As a Democratic president’s nominee, to be confirmed by a Democratic Senate, we can expect a would-be Justice Kagan to align herself consistently with the liberal voting bloc. After all, today’s Supreme Court appointments rarely let down the presidents who nominate them. Sure, David Souter—whom a wise Latina replaced last summer—was the bane of George H.W. Bush’s existence because of his pro-choice opinions. And retiring Justice John Paul Stevens certainly grew, during his three and a half decades on the court, to become a disappointment for President Gerald Ford’s legacy. I just don’t see that happening to our current constitutional-law-professor president.

Still, don’t expect much from Kagan. Her thin record may be hard to parse, but that fact alone suggests she's unlikely to be a leader on racial justice issues on the court—which is precisely what’s needed, given the rush to declare ours a post-racial society.

A few short years after Kagan clerked for Marshall—the former lead counsel of the landmark Brown v.
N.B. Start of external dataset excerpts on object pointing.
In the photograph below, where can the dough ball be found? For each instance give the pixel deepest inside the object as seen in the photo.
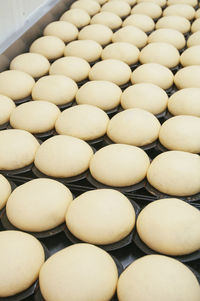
(112, 70)
(59, 156)
(49, 46)
(175, 173)
(141, 21)
(123, 51)
(78, 17)
(87, 217)
(112, 20)
(5, 191)
(174, 22)
(153, 73)
(113, 165)
(177, 281)
(62, 29)
(100, 33)
(35, 116)
(82, 266)
(161, 53)
(34, 64)
(168, 35)
(118, 7)
(168, 236)
(89, 50)
(38, 205)
(14, 155)
(130, 34)
(185, 102)
(102, 94)
(188, 77)
(58, 89)
(7, 105)
(75, 68)
(16, 84)
(145, 96)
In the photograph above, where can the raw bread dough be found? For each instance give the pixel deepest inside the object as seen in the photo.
(21, 258)
(59, 156)
(112, 70)
(82, 121)
(168, 235)
(87, 217)
(16, 84)
(175, 173)
(90, 272)
(103, 94)
(113, 165)
(38, 205)
(145, 96)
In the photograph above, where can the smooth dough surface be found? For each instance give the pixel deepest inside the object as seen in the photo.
(59, 156)
(16, 84)
(175, 173)
(58, 89)
(82, 266)
(14, 155)
(102, 94)
(38, 205)
(87, 217)
(172, 217)
(19, 252)
(145, 96)
(113, 165)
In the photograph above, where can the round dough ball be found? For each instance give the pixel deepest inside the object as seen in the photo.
(87, 217)
(112, 70)
(177, 281)
(82, 266)
(16, 84)
(100, 33)
(150, 9)
(62, 29)
(118, 7)
(34, 64)
(123, 51)
(128, 127)
(89, 50)
(7, 105)
(38, 205)
(153, 221)
(76, 16)
(35, 116)
(113, 165)
(90, 6)
(175, 173)
(130, 34)
(145, 96)
(188, 77)
(58, 89)
(14, 155)
(59, 156)
(153, 73)
(49, 46)
(181, 133)
(102, 94)
(141, 21)
(107, 18)
(174, 22)
(185, 102)
(5, 191)
(161, 53)
(168, 35)
(75, 68)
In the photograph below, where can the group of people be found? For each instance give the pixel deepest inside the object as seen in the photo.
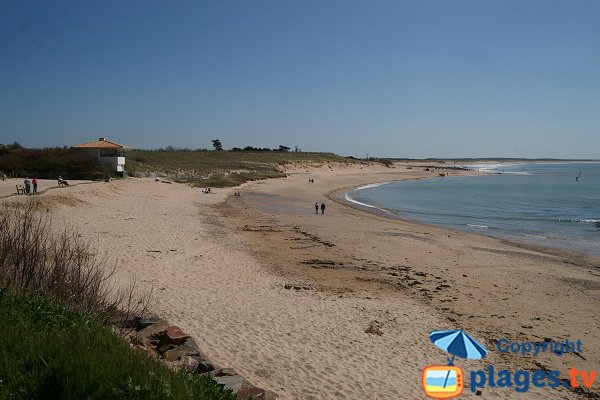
(30, 184)
(317, 208)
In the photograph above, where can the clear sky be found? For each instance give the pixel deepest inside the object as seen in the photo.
(389, 78)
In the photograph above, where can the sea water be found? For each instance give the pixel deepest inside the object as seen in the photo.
(552, 204)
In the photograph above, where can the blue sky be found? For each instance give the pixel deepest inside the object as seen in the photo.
(387, 78)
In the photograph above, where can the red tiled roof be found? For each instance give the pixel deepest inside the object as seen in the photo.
(99, 144)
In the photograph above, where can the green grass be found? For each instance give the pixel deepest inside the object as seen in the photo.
(218, 168)
(48, 351)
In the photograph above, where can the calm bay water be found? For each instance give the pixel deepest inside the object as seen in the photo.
(541, 203)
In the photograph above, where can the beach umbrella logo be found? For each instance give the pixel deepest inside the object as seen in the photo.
(447, 381)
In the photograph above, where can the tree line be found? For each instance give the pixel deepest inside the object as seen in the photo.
(49, 163)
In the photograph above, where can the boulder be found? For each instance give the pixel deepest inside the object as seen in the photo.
(147, 320)
(175, 335)
(150, 333)
(188, 348)
(374, 328)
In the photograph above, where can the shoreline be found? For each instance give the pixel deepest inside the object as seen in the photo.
(225, 269)
(339, 196)
(521, 259)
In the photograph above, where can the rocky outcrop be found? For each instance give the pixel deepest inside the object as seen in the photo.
(178, 350)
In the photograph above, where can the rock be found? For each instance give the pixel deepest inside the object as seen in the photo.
(147, 320)
(188, 348)
(204, 367)
(251, 392)
(233, 382)
(176, 335)
(124, 320)
(374, 328)
(150, 333)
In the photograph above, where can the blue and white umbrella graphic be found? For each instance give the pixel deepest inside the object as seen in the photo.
(458, 343)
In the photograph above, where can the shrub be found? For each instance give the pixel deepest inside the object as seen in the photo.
(62, 265)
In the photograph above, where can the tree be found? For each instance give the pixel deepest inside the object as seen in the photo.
(218, 146)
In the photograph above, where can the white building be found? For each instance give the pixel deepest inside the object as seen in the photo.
(107, 152)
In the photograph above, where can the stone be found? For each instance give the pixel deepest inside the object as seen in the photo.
(124, 320)
(147, 320)
(150, 333)
(188, 348)
(204, 367)
(233, 382)
(251, 392)
(176, 335)
(374, 328)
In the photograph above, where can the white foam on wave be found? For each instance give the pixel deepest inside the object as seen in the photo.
(495, 168)
(371, 185)
(360, 203)
(585, 220)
Board of Education case—the justice wrote his last impassioned dissent, in a capital punishment case called Payne v. Tennessee. He criticized the naked hypocrisy of the conservative majority’s judicial activism as it broke from the court’s general practice of upholding recent precedents. “Power, not reason is the new currency of this Court’s decision making,” Marshall famously wrote. It was his bitter, parting shot as he watched the civil rights and civil liberties gains of his four-decade career erode.
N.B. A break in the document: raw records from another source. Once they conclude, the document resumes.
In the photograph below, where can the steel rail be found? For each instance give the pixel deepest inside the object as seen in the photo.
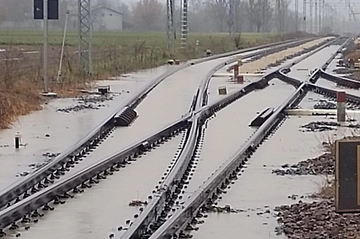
(340, 80)
(276, 73)
(39, 199)
(91, 139)
(154, 210)
(229, 169)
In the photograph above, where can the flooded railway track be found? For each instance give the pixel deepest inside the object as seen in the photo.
(125, 113)
(191, 123)
(180, 220)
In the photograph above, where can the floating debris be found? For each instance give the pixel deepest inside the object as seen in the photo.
(325, 105)
(88, 103)
(137, 203)
(319, 126)
(316, 220)
(322, 165)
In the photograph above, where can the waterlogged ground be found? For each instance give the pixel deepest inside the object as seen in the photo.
(257, 190)
(50, 131)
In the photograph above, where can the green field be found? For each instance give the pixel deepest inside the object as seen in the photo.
(120, 52)
(124, 39)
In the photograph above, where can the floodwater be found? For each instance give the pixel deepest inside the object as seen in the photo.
(103, 208)
(334, 86)
(302, 70)
(257, 189)
(221, 79)
(231, 125)
(92, 216)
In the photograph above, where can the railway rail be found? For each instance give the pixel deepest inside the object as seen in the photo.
(160, 202)
(158, 208)
(125, 114)
(209, 191)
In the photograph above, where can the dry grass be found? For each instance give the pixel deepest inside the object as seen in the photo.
(21, 78)
(23, 99)
(326, 189)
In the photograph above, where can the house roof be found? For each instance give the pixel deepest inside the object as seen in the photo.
(105, 7)
(96, 8)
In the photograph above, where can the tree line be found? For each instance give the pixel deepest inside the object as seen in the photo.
(204, 15)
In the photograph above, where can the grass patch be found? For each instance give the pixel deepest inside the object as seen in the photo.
(114, 53)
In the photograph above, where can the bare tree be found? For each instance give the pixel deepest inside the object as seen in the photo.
(147, 15)
(254, 12)
(219, 9)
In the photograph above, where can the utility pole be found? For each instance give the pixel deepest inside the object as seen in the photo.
(279, 10)
(304, 15)
(320, 26)
(184, 23)
(46, 28)
(170, 30)
(296, 15)
(310, 17)
(316, 18)
(231, 19)
(85, 32)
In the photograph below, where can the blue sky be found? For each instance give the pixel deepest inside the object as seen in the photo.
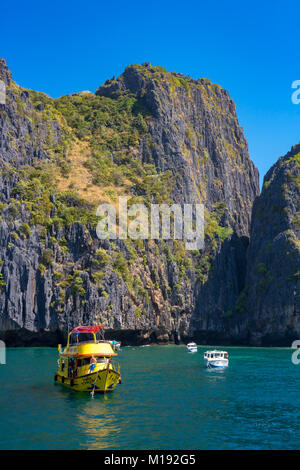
(250, 49)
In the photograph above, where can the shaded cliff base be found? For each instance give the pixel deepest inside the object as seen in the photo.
(26, 338)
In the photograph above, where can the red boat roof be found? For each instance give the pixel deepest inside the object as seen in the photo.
(87, 329)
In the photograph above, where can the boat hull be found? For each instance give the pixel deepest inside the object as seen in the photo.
(101, 381)
(217, 363)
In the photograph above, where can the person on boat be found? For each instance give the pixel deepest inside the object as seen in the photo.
(93, 363)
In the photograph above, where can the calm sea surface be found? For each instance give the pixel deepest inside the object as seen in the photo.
(167, 400)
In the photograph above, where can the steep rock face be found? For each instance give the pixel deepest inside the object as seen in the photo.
(269, 310)
(56, 273)
(24, 135)
(195, 134)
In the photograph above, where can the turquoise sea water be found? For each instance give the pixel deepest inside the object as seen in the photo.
(167, 400)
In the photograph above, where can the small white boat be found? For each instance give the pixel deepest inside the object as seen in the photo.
(216, 359)
(192, 347)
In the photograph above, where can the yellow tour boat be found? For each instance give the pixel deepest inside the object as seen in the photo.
(85, 365)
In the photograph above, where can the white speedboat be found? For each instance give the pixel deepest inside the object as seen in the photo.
(192, 347)
(216, 359)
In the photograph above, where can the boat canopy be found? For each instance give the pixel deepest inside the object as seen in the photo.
(87, 329)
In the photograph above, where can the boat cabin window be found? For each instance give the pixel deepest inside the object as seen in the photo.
(86, 361)
(76, 338)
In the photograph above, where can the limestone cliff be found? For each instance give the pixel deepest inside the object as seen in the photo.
(269, 307)
(154, 136)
In the 22 years since Kagan left Marshall’s chambers, she hasn’t developed much of a record to suggest she’ll reverse the slide that so embittered her mentor, beyond some indication she’ll be friendly to free speech rights. Given how little she has written, we practically have to go back to her 1986 application to clerk for Marshall to get an assessment of her ideas on race discrimination cases. (For what it’s worth, Professor Randall Kennedy gave her an A+ in his race and constitutional law class at Harvard, according to materials the Legal Times found in Marshall’s papers.) But a look at the cases Marshall weighed during the term Kagan clerked could be instructive.

Probably the most-often taught civil liberties case from that term is Frisby v. Schultz—which interestingly tested the limits of free speech. Marshall voted against the majority, which upheld a ban on residential sidewalk protesting of abortion foes. But the real jewels may be found in Kagan’s memos to Justice Marshall for his powerful dissent in Kadrmas v. Dickinson Public School (North Dakota).

In Kadrmas, Marshall concluded that a North Dakota statute discriminated on the basis of economic status, but he could only garner three other votes. His dissent blasted the court for “continu[ing] the retreat from the promise of equal educational opportunity by holding that a school district's refusal to allow an indigent child who lives 16 miles from the nearest school to use a school bus service without paying a fee does not violate the Fourteenth Amendment's Equal Protection Clause.”